Visitor Estimation from Site Access Logs

Summary
Using URL alone to separate different visitors to a site as most visitor statistics programs do doesn't work. Using URL+agent with an activity timeout of 2 hours does.

Details
All web stats packages produce figures they describe as a visitor count. What are they based on, and how meaningful are they?

If your site issues cookies, then your count can be reasonably accurate. Of course, some users set their browsers to reject cookies, because they invade privacy when used by multisite sources such as doubleclick. Some users that accept cookies delete them after each session as I do. Still others use shared computers at internet cafés or libraries. But, most probably don't.

However, given the complexity of the code required to handle people who cannot accept cookies when you are an information provider and want everyone to see your pages, or just on the principle of freedom of all, most sites (including mine) don't use them. So, the simplest visitor counts just look at the requesting URL; if no request is made from one for a timeout period, the next time it's a new visitor. Most choose half an hour as the timeout period.

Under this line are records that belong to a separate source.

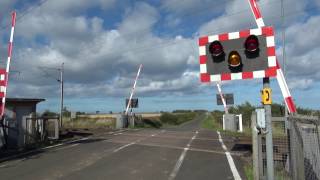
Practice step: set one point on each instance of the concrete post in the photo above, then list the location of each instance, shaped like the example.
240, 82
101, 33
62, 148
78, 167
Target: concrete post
255, 148
269, 143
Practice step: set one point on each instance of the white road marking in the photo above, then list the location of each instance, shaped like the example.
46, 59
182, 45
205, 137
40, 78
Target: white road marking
233, 167
67, 147
124, 146
181, 158
48, 147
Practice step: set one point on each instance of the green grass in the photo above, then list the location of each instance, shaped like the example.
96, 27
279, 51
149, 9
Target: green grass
88, 123
212, 123
177, 118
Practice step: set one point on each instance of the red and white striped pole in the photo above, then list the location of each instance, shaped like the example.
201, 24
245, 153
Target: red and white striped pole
280, 77
10, 47
133, 88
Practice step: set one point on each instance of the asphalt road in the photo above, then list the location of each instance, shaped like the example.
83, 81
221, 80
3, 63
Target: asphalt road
183, 153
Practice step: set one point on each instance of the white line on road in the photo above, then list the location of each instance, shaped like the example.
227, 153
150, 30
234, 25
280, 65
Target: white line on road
233, 167
67, 147
124, 146
181, 158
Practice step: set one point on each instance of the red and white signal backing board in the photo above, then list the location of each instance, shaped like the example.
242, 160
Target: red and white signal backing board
264, 65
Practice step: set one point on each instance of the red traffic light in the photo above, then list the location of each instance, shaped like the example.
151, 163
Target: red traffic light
234, 59
252, 43
215, 48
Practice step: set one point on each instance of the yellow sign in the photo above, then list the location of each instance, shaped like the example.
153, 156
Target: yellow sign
266, 96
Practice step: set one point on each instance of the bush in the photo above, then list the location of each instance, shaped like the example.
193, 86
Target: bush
169, 118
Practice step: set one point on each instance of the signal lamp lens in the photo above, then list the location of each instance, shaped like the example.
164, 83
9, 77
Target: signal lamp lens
215, 48
234, 59
252, 43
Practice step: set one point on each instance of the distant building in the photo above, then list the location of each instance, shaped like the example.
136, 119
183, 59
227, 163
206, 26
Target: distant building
16, 110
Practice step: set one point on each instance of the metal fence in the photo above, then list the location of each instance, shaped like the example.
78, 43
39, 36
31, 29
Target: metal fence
280, 149
304, 147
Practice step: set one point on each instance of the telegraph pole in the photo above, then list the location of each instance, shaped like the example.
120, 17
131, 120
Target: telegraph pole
269, 143
61, 93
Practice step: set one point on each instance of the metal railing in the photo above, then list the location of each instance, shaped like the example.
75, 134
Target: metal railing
304, 147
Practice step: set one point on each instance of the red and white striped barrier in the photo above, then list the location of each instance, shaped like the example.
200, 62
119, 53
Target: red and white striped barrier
271, 71
5, 74
280, 77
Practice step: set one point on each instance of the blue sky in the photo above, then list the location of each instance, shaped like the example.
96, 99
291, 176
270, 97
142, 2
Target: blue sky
102, 43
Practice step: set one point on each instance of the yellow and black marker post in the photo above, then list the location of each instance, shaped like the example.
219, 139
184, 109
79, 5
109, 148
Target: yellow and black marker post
266, 96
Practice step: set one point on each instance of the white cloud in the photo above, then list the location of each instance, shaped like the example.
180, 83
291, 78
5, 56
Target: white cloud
100, 61
302, 84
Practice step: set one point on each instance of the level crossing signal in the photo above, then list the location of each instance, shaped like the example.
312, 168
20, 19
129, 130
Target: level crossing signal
245, 54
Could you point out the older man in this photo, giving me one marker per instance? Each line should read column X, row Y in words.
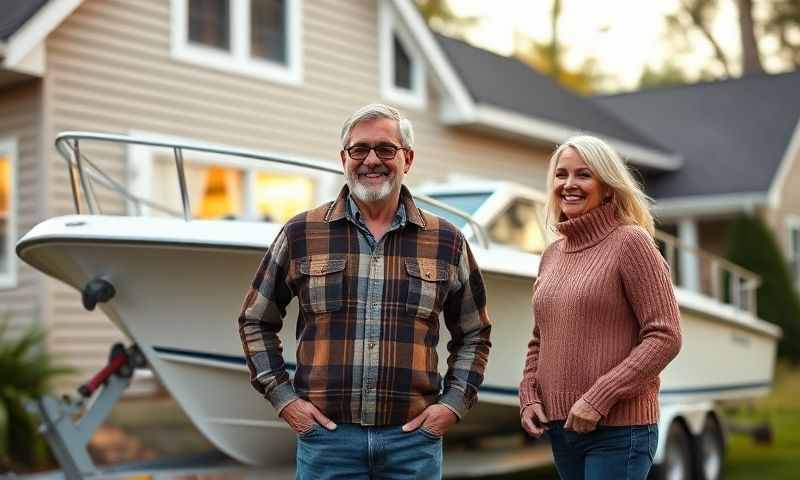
column 372, row 274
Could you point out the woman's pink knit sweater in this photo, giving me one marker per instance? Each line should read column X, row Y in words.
column 606, row 322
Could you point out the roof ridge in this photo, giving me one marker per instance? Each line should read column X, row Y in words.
column 703, row 84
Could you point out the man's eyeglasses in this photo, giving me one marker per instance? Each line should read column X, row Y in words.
column 383, row 151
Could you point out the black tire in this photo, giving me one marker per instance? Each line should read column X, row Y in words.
column 710, row 451
column 677, row 460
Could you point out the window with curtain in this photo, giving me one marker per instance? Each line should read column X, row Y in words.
column 521, row 226
column 219, row 191
column 6, row 240
column 268, row 30
column 402, row 65
column 209, row 23
column 794, row 249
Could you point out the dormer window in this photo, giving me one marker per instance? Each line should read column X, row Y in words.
column 209, row 23
column 402, row 69
column 252, row 37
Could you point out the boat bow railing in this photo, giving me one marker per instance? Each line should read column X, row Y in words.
column 83, row 174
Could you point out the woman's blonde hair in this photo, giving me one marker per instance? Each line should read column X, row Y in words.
column 632, row 205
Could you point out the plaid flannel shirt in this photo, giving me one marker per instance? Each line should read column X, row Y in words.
column 368, row 322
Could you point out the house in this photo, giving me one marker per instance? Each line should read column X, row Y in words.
column 276, row 76
column 741, row 143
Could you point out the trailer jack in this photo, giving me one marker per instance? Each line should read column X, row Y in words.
column 68, row 425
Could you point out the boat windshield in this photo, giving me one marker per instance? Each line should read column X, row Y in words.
column 466, row 202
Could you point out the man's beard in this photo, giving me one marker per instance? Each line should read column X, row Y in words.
column 368, row 195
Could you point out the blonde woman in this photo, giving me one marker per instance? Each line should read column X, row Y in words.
column 606, row 320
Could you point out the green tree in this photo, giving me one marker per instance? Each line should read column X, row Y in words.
column 440, row 16
column 761, row 24
column 783, row 24
column 548, row 57
column 751, row 244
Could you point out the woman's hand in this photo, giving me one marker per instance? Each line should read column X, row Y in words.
column 582, row 417
column 533, row 419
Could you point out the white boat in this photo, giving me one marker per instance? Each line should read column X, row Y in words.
column 179, row 285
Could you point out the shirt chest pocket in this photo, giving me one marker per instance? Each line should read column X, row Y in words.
column 320, row 283
column 427, row 286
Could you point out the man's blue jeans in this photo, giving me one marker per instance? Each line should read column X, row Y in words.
column 356, row 452
column 608, row 453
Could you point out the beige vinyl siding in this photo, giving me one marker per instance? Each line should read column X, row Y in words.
column 20, row 120
column 110, row 69
column 788, row 205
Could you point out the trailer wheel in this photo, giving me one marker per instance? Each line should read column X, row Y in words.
column 710, row 450
column 677, row 460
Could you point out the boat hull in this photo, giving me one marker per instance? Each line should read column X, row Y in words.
column 184, row 319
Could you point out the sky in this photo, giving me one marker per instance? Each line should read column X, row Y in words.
column 624, row 35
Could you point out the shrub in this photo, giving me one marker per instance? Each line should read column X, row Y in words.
column 751, row 244
column 25, row 373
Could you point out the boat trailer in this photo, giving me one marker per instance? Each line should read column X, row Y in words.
column 68, row 424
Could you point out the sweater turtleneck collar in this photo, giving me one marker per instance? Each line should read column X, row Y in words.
column 588, row 229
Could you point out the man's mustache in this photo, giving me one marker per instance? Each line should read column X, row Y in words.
column 364, row 171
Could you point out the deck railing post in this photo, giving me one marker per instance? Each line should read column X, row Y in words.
column 187, row 209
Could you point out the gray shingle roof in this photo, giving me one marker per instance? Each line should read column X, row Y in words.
column 15, row 14
column 510, row 84
column 732, row 134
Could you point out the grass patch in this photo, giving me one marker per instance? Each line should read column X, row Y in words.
column 781, row 409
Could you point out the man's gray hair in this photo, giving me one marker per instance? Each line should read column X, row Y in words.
column 375, row 111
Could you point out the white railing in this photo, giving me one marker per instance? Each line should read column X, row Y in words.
column 718, row 278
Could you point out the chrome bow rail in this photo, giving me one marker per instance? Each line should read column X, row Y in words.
column 83, row 172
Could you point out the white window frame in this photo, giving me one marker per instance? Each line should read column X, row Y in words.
column 238, row 59
column 140, row 160
column 390, row 25
column 8, row 146
column 792, row 223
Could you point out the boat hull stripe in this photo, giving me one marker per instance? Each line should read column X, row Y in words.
column 508, row 391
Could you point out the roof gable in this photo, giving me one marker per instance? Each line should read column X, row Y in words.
column 528, row 92
column 15, row 14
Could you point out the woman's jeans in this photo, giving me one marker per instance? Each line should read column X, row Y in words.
column 608, row 453
column 355, row 452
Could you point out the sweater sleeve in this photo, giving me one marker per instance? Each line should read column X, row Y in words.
column 648, row 288
column 528, row 390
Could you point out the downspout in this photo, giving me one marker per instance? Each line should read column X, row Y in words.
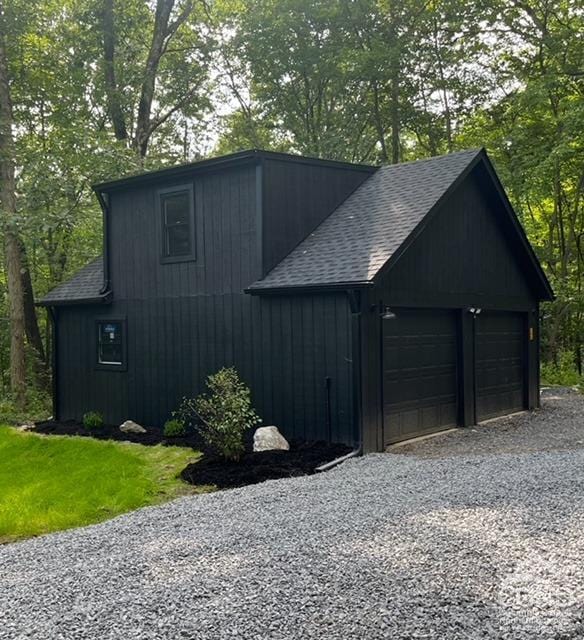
column 354, row 296
column 52, row 313
column 103, row 199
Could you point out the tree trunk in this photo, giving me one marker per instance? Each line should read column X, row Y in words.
column 379, row 123
column 395, row 147
column 31, row 325
column 142, row 136
column 11, row 241
column 111, row 86
column 163, row 32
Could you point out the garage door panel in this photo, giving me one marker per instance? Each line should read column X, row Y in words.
column 419, row 374
column 499, row 368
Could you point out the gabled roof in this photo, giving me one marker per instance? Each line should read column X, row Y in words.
column 376, row 223
column 361, row 235
column 84, row 286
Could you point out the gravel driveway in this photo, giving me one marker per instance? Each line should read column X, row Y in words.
column 464, row 536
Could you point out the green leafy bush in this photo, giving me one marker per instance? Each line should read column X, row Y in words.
column 223, row 415
column 563, row 372
column 174, row 428
column 92, row 420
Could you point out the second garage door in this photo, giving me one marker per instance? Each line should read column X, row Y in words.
column 419, row 374
column 499, row 370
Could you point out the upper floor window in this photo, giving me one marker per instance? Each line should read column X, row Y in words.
column 178, row 232
column 110, row 343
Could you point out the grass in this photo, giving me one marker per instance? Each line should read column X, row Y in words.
column 53, row 483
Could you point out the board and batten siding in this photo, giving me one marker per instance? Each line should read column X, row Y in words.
column 462, row 259
column 186, row 320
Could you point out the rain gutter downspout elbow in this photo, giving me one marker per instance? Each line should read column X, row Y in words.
column 354, row 296
column 104, row 204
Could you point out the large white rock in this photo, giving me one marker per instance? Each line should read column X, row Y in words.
column 131, row 427
column 269, row 438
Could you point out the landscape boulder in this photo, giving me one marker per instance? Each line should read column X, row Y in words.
column 268, row 439
column 131, row 427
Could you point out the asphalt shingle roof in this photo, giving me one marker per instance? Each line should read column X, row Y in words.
column 362, row 234
column 84, row 285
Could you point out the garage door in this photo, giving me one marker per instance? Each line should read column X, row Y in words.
column 419, row 374
column 499, row 372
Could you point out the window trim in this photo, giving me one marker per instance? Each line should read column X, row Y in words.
column 160, row 194
column 112, row 366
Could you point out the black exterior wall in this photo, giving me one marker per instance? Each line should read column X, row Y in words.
column 188, row 319
column 313, row 360
column 465, row 258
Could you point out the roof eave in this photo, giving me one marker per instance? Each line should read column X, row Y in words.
column 220, row 162
column 104, row 298
column 322, row 287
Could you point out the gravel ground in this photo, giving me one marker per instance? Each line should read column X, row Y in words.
column 387, row 546
column 559, row 427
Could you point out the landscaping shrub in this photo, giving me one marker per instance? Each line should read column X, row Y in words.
column 174, row 428
column 563, row 372
column 92, row 420
column 223, row 415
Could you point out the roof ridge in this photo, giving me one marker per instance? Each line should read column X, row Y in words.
column 443, row 156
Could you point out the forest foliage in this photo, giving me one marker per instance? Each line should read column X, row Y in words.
column 100, row 88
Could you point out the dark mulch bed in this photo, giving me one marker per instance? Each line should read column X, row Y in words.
column 302, row 459
column 112, row 432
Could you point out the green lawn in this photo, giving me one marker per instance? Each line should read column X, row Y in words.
column 49, row 483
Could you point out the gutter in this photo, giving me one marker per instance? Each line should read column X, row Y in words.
column 354, row 296
column 52, row 313
column 103, row 199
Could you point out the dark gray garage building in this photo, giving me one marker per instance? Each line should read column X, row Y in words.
column 361, row 304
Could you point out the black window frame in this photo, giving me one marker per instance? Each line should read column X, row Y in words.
column 191, row 256
column 111, row 366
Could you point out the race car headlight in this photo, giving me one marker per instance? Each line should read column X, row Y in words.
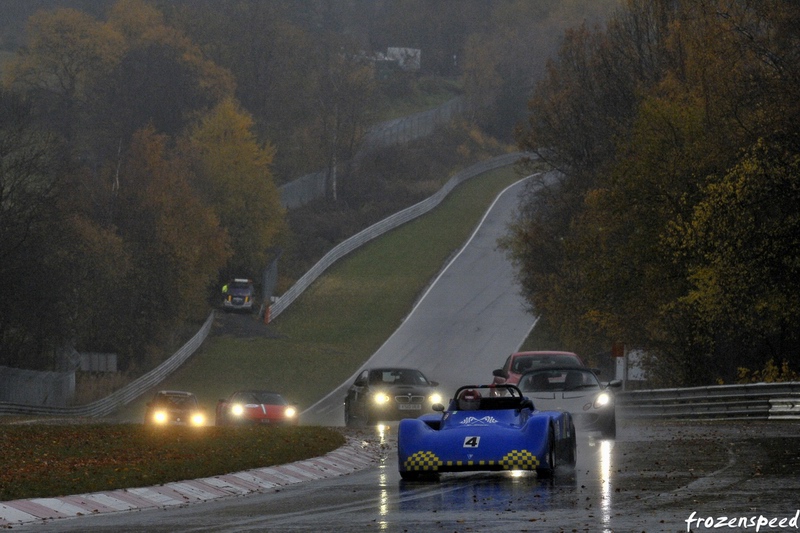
column 603, row 399
column 381, row 398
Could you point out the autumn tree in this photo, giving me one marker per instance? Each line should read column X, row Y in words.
column 67, row 50
column 175, row 244
column 32, row 173
column 234, row 177
column 646, row 124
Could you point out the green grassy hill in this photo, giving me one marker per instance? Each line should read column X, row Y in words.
column 344, row 317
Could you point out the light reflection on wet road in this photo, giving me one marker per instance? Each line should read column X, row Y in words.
column 650, row 479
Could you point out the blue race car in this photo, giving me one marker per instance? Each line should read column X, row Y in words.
column 486, row 427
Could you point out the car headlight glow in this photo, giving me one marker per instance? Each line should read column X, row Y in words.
column 381, row 398
column 602, row 400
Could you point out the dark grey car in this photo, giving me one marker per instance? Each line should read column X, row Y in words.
column 384, row 394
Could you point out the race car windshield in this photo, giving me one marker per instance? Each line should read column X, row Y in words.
column 523, row 364
column 558, row 380
column 268, row 398
column 182, row 402
column 397, row 377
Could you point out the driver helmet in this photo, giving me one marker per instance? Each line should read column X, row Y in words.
column 469, row 400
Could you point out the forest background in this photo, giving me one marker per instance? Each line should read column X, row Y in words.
column 142, row 144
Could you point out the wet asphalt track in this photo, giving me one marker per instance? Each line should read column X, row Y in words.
column 651, row 478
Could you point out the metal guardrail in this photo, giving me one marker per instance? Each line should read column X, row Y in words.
column 123, row 396
column 764, row 401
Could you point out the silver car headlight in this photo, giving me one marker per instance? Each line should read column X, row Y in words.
column 603, row 400
column 381, row 398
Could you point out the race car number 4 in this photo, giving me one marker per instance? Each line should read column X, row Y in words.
column 471, row 442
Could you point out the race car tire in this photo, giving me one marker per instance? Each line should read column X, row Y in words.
column 610, row 431
column 348, row 415
column 551, row 457
column 573, row 446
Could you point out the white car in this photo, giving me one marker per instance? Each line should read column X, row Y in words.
column 577, row 391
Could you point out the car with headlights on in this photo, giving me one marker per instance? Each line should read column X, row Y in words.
column 239, row 295
column 577, row 391
column 520, row 362
column 484, row 431
column 390, row 393
column 174, row 408
column 255, row 407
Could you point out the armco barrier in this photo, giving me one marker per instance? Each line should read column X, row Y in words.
column 767, row 401
column 126, row 394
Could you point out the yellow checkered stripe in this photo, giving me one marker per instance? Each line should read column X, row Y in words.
column 513, row 460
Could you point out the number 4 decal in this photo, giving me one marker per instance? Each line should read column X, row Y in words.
column 471, row 442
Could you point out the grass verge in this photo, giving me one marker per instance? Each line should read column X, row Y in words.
column 313, row 347
column 345, row 316
column 60, row 460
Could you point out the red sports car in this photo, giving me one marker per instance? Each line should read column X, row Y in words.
column 521, row 362
column 255, row 407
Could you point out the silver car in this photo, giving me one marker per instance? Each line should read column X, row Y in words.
column 577, row 391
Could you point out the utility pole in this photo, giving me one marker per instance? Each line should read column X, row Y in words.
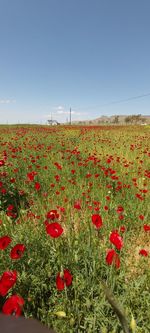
column 70, row 116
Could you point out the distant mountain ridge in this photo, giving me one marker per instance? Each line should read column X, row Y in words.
column 118, row 119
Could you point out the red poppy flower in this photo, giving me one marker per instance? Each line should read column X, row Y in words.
column 54, row 229
column 17, row 251
column 13, row 305
column 116, row 239
column 143, row 252
column 77, row 205
column 2, row 162
column 97, row 220
column 146, row 227
column 4, row 242
column 7, row 280
column 31, row 175
column 64, row 279
column 113, row 258
column 119, row 209
column 52, row 214
column 37, row 186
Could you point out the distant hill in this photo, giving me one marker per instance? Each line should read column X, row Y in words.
column 117, row 119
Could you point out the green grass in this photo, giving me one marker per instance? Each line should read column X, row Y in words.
column 100, row 166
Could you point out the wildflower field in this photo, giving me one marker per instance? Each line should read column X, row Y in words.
column 75, row 214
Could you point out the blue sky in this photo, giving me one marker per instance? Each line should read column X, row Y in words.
column 83, row 54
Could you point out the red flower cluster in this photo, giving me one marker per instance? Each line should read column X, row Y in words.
column 116, row 240
column 13, row 305
column 97, row 220
column 4, row 242
column 143, row 252
column 7, row 280
column 113, row 258
column 17, row 251
column 52, row 214
column 64, row 279
column 54, row 229
column 146, row 227
column 2, row 162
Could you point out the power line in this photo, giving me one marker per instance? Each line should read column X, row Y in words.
column 116, row 102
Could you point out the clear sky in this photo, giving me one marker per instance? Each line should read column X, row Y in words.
column 83, row 54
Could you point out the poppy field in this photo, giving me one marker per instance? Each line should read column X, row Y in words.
column 75, row 214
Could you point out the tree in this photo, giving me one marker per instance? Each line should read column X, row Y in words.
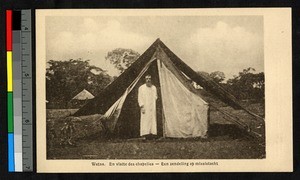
column 64, row 79
column 122, row 58
column 217, row 76
column 248, row 85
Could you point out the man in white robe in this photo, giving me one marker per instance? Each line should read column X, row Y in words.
column 147, row 96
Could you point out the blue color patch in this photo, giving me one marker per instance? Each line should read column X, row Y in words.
column 11, row 153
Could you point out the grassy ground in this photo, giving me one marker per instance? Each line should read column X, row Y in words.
column 225, row 141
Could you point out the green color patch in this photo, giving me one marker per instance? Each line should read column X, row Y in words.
column 10, row 112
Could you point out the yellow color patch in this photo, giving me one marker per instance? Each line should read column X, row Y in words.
column 9, row 71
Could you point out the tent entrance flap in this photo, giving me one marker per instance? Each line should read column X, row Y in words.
column 185, row 113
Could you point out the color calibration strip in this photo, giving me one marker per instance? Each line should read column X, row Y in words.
column 10, row 113
column 19, row 90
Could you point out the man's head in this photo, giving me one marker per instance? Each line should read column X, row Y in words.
column 148, row 80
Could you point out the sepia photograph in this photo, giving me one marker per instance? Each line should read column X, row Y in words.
column 166, row 88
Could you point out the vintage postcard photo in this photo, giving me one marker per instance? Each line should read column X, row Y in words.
column 165, row 90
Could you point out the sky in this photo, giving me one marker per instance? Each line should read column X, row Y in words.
column 206, row 43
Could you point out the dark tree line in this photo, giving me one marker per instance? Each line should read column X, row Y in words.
column 247, row 85
column 65, row 79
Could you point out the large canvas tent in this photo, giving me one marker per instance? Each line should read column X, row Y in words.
column 83, row 95
column 181, row 111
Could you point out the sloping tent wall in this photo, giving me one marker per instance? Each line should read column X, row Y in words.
column 129, row 117
column 128, row 123
column 114, row 91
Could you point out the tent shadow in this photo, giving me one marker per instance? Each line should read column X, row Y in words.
column 226, row 130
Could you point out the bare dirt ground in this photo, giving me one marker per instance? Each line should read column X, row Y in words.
column 225, row 141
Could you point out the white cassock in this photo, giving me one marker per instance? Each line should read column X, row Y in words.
column 147, row 97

First, reliable stats have to eliminate robots. Why? See Search Engines: costs vs. benefits, where I found that robots had risen to 45% of my traffic by the summer of 2007. Robots don't buy things and they aren't interested in what you have to say. Any procedure that doesn't eliminate them from stats is not relevant. All measurements that follow do. (list of search terms)

Graph 1 shows the distribution of average intervals between successive html page requests from each URL over a three year period (1Mar2005-29Feb2008). (For the method, see What is your Server's Real Uptime.) Excepting times under 0.22 minutes (mostly due to viewing accelerators that load all pages referred to by the current page in advance) the distribution is a straight line: there is no time that can statistically be identified as a boundary between a single visitor and multiple visitors. Any procedure using solely URLs and a timeout is not reliable.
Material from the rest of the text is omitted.